The premium put on the politicians' ability to reach a compromise is, at the same time, tempered by the increasingly painful result of international sanctions on Iran, hitting the Iranian economy. This, in turn, has led to a growing call by prominent Iranians for greater flexibility and compromise. The question is what level of compromise is politically expedient, beyond which it amounts to political suicide.

In conclusion, there is yet another option that from Iran's vantage point seems more, and not less, probable in the aftermath of the NIE report, that substantially reduces the risks of military confrontation between Iran and the West over the nuclear issue, and that is "zero sanctions, 100% transparency".

After all, the Iranian case against UN sanctions has just been bolstered in the form of the NIE report, putting the West on the defensive (See The case against sanctions on Iran Asia Times Online, May 2, 2006).

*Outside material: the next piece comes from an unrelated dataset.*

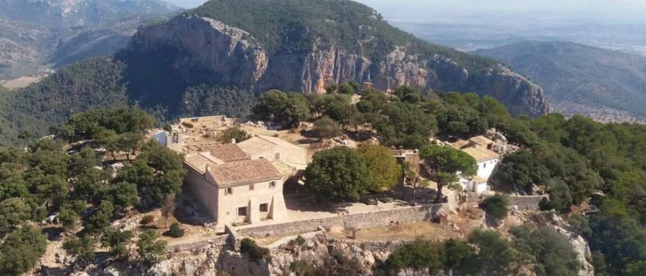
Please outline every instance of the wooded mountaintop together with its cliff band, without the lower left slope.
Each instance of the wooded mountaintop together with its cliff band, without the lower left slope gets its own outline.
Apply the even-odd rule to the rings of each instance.
[[[261,36],[267,29],[275,32]],[[183,85],[323,92],[333,83],[357,81],[382,90],[408,85],[492,95],[516,115],[550,109],[542,89],[521,75],[491,59],[427,43],[353,1],[209,1],[140,28],[117,56],[128,64],[141,56],[156,59],[155,68],[171,68],[158,79],[173,77]],[[147,85],[135,83],[140,103],[154,98]]]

The time to end the UN sanctions has arrived, and the US's own sanctions on Iran too are now candidates for reconsideration, particularly if the US heeds President Mahmud Ahmadinejad's call to take further concrete steps to prove its goodwill toward Iran.

1. Constraining Iran's nuclear program. Matthew Bunn, Managing the Atom Project, Harvard University Oak Ridge National Laboratory, November 15, 2007.

Kaveh L Afrasiabi, PhD, is the author of After Khomeini: New Directions in Iran's Foreign Policy (Westview Press) and co-author of "Negotiating Iran's Nuclear Populism", Brown Journal of World Affairs, Volume XII, Issue 2, Summer 2005, with Mustafa Kibaroglu. He also wrote "Keeping Iran's nuclear potential latent", Harvard International Review, and is author of Iran's Nuclear Program: Debating Facts Versus Fiction.